No entanto – e como nem tudo pode de fato ser completamente perfeito - carregava aquela servidora um grave defeito e uma característica intrigante. O defeito era o de ser bastante turrona: quando decidia uma coisa não havia jeito de fazer com que mudasse de idéia ou opinião. Já a característica intrigante era a de ter verdadeira mania de colocar processos nos beirais da janela que se situava mais próxima de sua mesa. Como a mesa era um pouco estreita, faltava nela um espaço onde coubessem todos os processos com que a moça labutava diariamente. Logrou então criar esse espaço necessário nos beirais daquela janela, como se essa fosse uma extensão da sua mesa.
Não foram poucas as vezes, porém, que seus colegas a haviam alertado à respeito da possibilidade iminente e constante de um acidente com aqueles autos meio que deixados ao deus-dará na janela.
Alguém - insistiam os seus amigos – alguém poderia esbarrar sem querer nos processos fazendo com que despencassem daquela altura considerável e sofressem avarias e danos no choque com as partes internas do edifício.
Ainda assim insistia a nossa “diva” em colocar os referidos autos em sua janela enquanto exercia o seu sagrado labor diário.
Mas o fato – minhas senhoras e meus senhores – o fato é que um dia a casa realmente caiu: todos aqueles conselhos e avisos acabaram se revelando nas previsões de um acidente deveras curioso.
O caso foi que ela própria - a nossa diva altiva e diligente - esbarrou equivocadamente em três processos que se encontravam apoiados na janela.
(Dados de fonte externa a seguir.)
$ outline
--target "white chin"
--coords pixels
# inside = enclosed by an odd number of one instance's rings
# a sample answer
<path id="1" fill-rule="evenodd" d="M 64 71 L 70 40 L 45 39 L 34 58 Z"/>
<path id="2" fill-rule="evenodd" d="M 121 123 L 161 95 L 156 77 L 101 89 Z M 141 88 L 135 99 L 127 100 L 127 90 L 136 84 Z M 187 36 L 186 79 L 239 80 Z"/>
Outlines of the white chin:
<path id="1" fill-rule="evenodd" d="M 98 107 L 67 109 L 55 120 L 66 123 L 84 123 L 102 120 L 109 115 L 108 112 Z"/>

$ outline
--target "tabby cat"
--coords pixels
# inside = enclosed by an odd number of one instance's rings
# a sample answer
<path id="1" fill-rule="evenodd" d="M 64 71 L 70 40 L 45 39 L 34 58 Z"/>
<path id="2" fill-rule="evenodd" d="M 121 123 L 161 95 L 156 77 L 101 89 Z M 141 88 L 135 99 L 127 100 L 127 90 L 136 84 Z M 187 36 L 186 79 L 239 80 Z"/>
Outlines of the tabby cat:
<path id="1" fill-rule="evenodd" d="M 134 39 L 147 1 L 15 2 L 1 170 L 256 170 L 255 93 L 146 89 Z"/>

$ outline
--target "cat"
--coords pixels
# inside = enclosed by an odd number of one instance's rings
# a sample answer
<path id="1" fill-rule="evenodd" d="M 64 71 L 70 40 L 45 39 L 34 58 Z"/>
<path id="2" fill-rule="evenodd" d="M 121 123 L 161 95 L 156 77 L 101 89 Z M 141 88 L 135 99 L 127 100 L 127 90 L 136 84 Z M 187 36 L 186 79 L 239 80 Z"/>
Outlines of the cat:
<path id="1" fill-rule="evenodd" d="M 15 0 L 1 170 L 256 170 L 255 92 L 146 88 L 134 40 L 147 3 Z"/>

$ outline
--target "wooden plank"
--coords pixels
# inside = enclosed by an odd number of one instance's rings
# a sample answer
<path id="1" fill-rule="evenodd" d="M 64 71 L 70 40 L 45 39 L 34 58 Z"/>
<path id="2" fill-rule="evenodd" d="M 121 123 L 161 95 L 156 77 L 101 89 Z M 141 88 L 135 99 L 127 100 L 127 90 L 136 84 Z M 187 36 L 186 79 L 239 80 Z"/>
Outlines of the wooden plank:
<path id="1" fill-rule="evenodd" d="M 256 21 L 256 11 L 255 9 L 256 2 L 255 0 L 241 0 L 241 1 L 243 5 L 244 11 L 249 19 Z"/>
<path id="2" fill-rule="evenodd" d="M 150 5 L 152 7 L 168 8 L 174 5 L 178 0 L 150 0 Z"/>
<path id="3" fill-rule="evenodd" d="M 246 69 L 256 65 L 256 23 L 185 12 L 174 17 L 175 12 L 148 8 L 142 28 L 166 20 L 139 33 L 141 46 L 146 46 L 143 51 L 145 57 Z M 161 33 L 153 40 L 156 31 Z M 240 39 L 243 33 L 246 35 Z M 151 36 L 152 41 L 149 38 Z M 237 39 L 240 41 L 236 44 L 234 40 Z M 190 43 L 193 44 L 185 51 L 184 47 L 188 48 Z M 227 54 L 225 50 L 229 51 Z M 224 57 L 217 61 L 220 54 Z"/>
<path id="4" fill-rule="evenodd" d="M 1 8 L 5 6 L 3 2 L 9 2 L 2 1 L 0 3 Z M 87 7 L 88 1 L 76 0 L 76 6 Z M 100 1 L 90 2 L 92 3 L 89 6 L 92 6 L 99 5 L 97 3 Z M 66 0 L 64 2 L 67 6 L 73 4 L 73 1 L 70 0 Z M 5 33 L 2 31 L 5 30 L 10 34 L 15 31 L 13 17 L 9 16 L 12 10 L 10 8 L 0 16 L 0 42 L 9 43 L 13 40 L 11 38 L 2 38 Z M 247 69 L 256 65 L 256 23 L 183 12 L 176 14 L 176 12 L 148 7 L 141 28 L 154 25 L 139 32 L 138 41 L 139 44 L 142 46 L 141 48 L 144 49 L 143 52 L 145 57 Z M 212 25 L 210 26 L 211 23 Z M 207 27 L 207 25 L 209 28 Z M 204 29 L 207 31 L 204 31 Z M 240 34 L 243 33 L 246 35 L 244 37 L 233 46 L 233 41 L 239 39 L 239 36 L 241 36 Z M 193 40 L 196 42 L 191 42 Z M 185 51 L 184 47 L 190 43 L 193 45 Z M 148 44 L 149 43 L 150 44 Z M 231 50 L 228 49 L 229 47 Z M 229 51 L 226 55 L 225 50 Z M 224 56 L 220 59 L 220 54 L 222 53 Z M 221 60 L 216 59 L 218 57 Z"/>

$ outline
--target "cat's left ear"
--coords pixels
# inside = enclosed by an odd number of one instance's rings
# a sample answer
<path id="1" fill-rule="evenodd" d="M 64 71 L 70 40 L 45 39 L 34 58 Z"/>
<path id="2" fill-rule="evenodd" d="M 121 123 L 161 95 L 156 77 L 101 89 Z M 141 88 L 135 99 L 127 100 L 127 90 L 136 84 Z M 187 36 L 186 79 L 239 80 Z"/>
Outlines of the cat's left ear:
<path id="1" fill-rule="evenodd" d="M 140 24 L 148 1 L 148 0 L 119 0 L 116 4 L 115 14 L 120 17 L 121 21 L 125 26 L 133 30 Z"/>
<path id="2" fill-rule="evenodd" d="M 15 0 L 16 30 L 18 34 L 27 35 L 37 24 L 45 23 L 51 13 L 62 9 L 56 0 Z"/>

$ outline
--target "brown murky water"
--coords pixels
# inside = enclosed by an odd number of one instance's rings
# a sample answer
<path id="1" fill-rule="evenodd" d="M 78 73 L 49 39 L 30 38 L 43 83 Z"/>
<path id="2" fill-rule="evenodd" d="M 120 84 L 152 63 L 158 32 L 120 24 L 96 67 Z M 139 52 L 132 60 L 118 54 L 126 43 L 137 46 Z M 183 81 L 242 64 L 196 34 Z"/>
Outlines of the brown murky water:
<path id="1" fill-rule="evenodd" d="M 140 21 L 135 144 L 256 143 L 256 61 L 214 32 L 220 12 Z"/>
Imediatamente a colega ali se debruçou quase que de maneira tão perigosa quanto aquela em que ainda a pouco deixara os autos e viu que eles não haviam se machucado muito na queda. Aliás, haviam estacionado estranhamente sobre a porção externa do aparelho de ar condicionado que guarnecia a janela de um dos andares inferiores do prédio.
Querem saber o que aconteceu em seguida? A nossa colega desceu como um corisco até o referido andar do edifício, invadiu a Secretaria da Junta e em seguida a sala das audiências que se encontrava naquele momento apinhada de pessoas, o juiz, as partes e seus advogados.
Olhou para todos com olhar súplice e, esboçando um sorriso tímido e sem jeito, pediu dois minutinhos ao juiz e às partes que assistiam a tudo aquilo estupefatas e de olhos arregalados. Ninguém parecia acreditar no que estava presenciando.
Em seguida ela se dirigiu até a janela da sala e com alguma dificuldade conseguiu retirar de lá os seus processos voadores. Deu uma bela olhada em suas capas e lombadas e, vendo que se encontrava tudo praticamente em ordem, agradeceu a todos e se retirou o mais rápido que pode.
Conclusão de toda aquela peleja: nunca mais a nossa companheira ousou colocar processos em sua janela. O chefe do gabinete solicitou que o setor de carpintaria do tribunal lhe fizesse uma banqueta ou mesinha que amparasse e mantivesse os processos o mais próximos possível da mesa da servidora e suficientemente distantes do alcance daquela janela “abençoada”.
Finalizando, devo comentar que na época correu o boato de que os referidos processos teriam caído sobre o aparelho de ar condicionado que guarnecia a sala de audiências da antiga 2ª. Junta de Conciliação e Julgamento de Belo Horizonte, no exato momento em que estava se realizando mais uma audiência sob a presidência do Excelentíssimo Juiz e atual Desembargador do Egrégio Tribunal do Trabalho da 3ª. Região, Dr. Bolívar Viégas Peixoto.
Certeza mesmo sobre isso só ele poderia nos dar. Ou algum dos demais colegas que naquela época trabalhasse na Secretaria da 2ª. Junta de Conciliação e Julgamento de Belo Horizonte!